It's definitely Worf. I don't think it's fair to say Worf tried. How many episodes was Alexander even in? As a viewer I only saw him try like 3 episodes or something and give up. You can try and explain how a lot of shit happens in their world we don't see, that the time between episodes represents weeks or years, but as a viewer I just get those few interactions and then he's gone.
And Worf also did that stupid rite to take that other kid as a brother and we never see that kid again either.
Worf went to
counselling to try and have a better working relationship with his son. If he was a human, he'd be the type of man to not want to talk about his feelings. As a Klingon who is constantly surrounded by 24th century humans and their open willingness to talk about their feelings and everything else he finds embarrassing about them and all of humanity, that had to be hard for him. Yet he was more than reasonable about trying to work things through fairly for both of them. There are human men who would never even try. I know from experience. My father point blank refused to go to any type of counselling because he knew he'd be told he was wrong. Decades later he's paid for that decision.
That Worf tried at all tells me he really did love his son and wanted things to work out between them.

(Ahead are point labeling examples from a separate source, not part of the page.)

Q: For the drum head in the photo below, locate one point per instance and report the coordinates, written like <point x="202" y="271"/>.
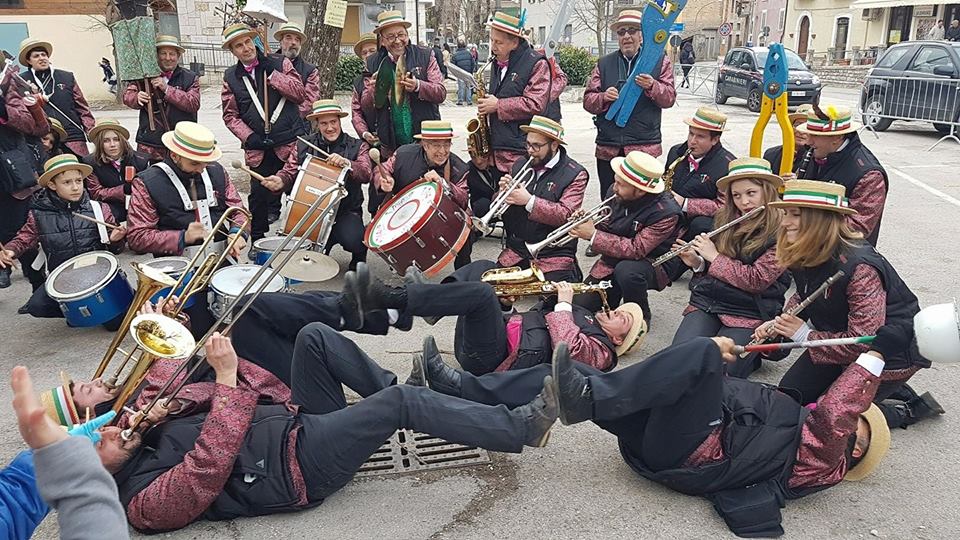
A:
<point x="82" y="275"/>
<point x="405" y="213"/>
<point x="231" y="280"/>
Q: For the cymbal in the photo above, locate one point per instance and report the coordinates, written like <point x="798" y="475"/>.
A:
<point x="306" y="265"/>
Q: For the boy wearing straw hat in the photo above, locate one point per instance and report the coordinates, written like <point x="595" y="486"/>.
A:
<point x="261" y="99"/>
<point x="518" y="90"/>
<point x="62" y="96"/>
<point x="642" y="226"/>
<point x="642" y="132"/>
<point x="840" y="156"/>
<point x="53" y="225"/>
<point x="406" y="85"/>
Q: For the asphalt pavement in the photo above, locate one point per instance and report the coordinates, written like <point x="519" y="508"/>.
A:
<point x="578" y="486"/>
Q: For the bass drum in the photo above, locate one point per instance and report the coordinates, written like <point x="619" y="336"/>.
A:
<point x="421" y="226"/>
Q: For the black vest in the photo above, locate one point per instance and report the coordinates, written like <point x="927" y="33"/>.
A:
<point x="550" y="187"/>
<point x="702" y="183"/>
<point x="259" y="483"/>
<point x="643" y="127"/>
<point x="417" y="61"/>
<point x="63" y="235"/>
<point x="170" y="212"/>
<point x="411" y="164"/>
<point x="180" y="78"/>
<point x="62" y="97"/>
<point x="847" y="167"/>
<point x="347" y="147"/>
<point x="536" y="346"/>
<point x="627" y="218"/>
<point x="830" y="312"/>
<point x="713" y="295"/>
<point x="288" y="125"/>
<point x="507" y="135"/>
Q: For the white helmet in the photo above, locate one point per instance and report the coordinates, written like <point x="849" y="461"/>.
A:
<point x="938" y="332"/>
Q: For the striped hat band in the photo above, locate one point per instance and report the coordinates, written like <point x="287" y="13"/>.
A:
<point x="815" y="197"/>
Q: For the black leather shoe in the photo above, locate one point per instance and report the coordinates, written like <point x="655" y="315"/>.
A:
<point x="540" y="414"/>
<point x="572" y="388"/>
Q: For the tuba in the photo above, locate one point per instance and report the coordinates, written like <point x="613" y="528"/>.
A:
<point x="478" y="129"/>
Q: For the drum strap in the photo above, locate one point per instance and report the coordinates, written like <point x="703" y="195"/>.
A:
<point x="203" y="205"/>
<point x="98" y="213"/>
<point x="259" y="106"/>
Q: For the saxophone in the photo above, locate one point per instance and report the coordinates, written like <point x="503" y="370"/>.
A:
<point x="672" y="169"/>
<point x="478" y="129"/>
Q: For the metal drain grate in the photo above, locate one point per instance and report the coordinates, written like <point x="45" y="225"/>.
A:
<point x="408" y="451"/>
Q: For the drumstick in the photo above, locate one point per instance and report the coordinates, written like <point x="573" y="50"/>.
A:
<point x="110" y="226"/>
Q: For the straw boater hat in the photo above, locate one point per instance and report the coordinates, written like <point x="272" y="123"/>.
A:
<point x="546" y="127"/>
<point x="368" y="37"/>
<point x="62" y="163"/>
<point x="192" y="141"/>
<point x="289" y="28"/>
<point x="748" y="167"/>
<point x="629" y="17"/>
<point x="708" y="119"/>
<point x="640" y="170"/>
<point x="507" y="24"/>
<point x="58" y="403"/>
<point x="637" y="333"/>
<point x="390" y="18"/>
<point x="169" y="41"/>
<point x="879" y="444"/>
<point x="435" y="130"/>
<point x="105" y="124"/>
<point x="839" y="121"/>
<point x="236" y="31"/>
<point x="814" y="194"/>
<point x="325" y="106"/>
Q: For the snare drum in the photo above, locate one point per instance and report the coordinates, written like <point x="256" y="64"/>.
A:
<point x="90" y="288"/>
<point x="315" y="176"/>
<point x="173" y="267"/>
<point x="227" y="283"/>
<point x="420" y="226"/>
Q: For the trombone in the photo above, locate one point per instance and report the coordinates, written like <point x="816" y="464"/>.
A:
<point x="525" y="176"/>
<point x="154" y="334"/>
<point x="561" y="235"/>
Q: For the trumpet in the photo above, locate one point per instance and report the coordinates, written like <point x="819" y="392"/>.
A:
<point x="161" y="335"/>
<point x="667" y="256"/>
<point x="525" y="176"/>
<point x="561" y="235"/>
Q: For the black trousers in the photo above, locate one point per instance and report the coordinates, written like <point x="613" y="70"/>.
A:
<point x="267" y="333"/>
<point x="661" y="409"/>
<point x="702" y="324"/>
<point x="260" y="197"/>
<point x="336" y="440"/>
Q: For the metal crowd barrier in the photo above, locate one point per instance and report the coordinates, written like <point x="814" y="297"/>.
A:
<point x="885" y="99"/>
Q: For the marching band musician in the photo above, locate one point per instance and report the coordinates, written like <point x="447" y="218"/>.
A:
<point x="546" y="203"/>
<point x="737" y="282"/>
<point x="840" y="156"/>
<point x="112" y="154"/>
<point x="695" y="179"/>
<point x="642" y="131"/>
<point x="518" y="90"/>
<point x="414" y="87"/>
<point x="62" y="96"/>
<point x="261" y="118"/>
<point x="816" y="240"/>
<point x="642" y="225"/>
<point x="175" y="94"/>
<point x="344" y="151"/>
<point x="54" y="225"/>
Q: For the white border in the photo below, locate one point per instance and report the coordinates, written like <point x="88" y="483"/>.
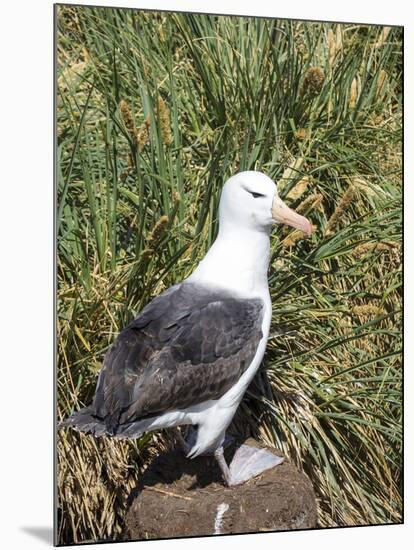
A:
<point x="27" y="270"/>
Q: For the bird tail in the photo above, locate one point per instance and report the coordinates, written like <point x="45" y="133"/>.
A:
<point x="85" y="421"/>
<point x="88" y="422"/>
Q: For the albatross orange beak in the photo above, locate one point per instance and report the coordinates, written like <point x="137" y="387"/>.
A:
<point x="283" y="214"/>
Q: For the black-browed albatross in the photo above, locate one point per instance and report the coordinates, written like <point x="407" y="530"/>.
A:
<point x="191" y="353"/>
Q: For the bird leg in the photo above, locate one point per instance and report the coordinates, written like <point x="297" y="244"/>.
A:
<point x="225" y="470"/>
<point x="248" y="462"/>
<point x="186" y="447"/>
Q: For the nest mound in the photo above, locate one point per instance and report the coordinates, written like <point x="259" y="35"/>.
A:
<point x="179" y="497"/>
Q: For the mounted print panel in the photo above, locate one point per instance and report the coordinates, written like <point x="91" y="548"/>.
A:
<point x="229" y="288"/>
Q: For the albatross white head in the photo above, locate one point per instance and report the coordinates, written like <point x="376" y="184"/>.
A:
<point x="250" y="201"/>
<point x="239" y="257"/>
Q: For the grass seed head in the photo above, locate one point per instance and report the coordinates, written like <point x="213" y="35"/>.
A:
<point x="342" y="206"/>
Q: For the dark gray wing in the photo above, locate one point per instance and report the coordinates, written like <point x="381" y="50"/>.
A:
<point x="190" y="344"/>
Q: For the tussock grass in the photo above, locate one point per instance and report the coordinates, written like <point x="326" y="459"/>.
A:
<point x="155" y="111"/>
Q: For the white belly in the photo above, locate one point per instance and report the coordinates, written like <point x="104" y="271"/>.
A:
<point x="214" y="416"/>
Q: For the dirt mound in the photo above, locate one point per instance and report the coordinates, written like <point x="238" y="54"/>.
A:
<point x="181" y="497"/>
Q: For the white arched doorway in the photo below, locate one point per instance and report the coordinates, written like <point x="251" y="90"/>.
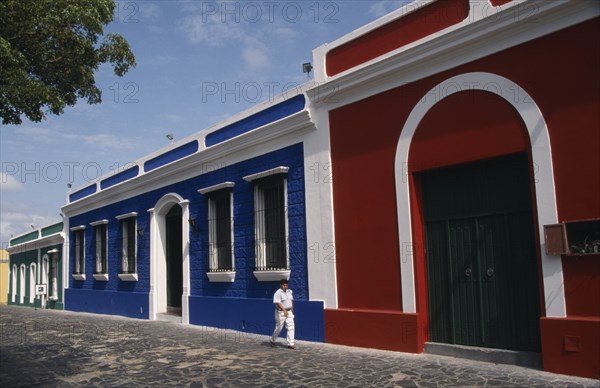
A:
<point x="160" y="239"/>
<point x="14" y="283"/>
<point x="32" y="282"/>
<point x="540" y="149"/>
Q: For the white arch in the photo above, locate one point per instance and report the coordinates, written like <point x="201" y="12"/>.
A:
<point x="32" y="281"/>
<point x="44" y="277"/>
<point x="22" y="284"/>
<point x="544" y="178"/>
<point x="158" y="261"/>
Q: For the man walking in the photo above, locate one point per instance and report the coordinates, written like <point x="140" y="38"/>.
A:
<point x="284" y="313"/>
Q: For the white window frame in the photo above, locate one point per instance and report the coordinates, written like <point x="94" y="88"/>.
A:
<point x="262" y="273"/>
<point x="14" y="282"/>
<point x="32" y="281"/>
<point x="216" y="274"/>
<point x="79" y="255"/>
<point x="22" y="284"/>
<point x="99" y="226"/>
<point x="124" y="273"/>
<point x="53" y="275"/>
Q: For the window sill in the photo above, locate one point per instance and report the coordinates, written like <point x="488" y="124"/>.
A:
<point x="101" y="276"/>
<point x="128" y="277"/>
<point x="228" y="276"/>
<point x="272" y="276"/>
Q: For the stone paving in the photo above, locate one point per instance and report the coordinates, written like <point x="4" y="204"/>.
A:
<point x="61" y="348"/>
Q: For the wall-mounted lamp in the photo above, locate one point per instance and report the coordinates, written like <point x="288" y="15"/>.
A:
<point x="307" y="68"/>
<point x="53" y="252"/>
<point x="193" y="224"/>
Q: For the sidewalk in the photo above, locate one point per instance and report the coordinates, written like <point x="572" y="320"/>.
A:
<point x="62" y="348"/>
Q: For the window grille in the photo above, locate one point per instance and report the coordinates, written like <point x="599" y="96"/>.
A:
<point x="101" y="242"/>
<point x="79" y="252"/>
<point x="220" y="239"/>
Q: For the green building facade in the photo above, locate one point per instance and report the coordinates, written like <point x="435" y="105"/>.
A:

Also, we really shouldn't look on that rite as a measure of Worf as a parent just because the writers were never interested enough to revisit what that meant, nor the studio willing enough to pay the original writers for the use of their character.
You should rewatch Sons and Daughters. Worf goes years without even speaking to Alexander for no other reason than working on their relationship was too much effort and it was easier to just not and let it slide rather than confront the issue. Should have picked up a subspace phone once in a while.
It's been a while since I watched either TNG or DS9, true. But I still find people voting for Worf ridiculous. Dukat planned on murdering his daughter himself because her existence was politically damaging to him. Worf trying and failing as a father, yet still loving his son and wanting the best for him does not at all compare. It's utterly absurd to me that people are viewing Worf - as an imperfect man and a self-admitted failure of a parent - as
worse than Dukat, Tain or Hansen who thought bringing his young child with him on a study of the most deadly adversary in the galaxy was a good idea, or any other horrible parent we may find in Star Trek.
It's absolutely perfect ResetEra though, I'll give you that.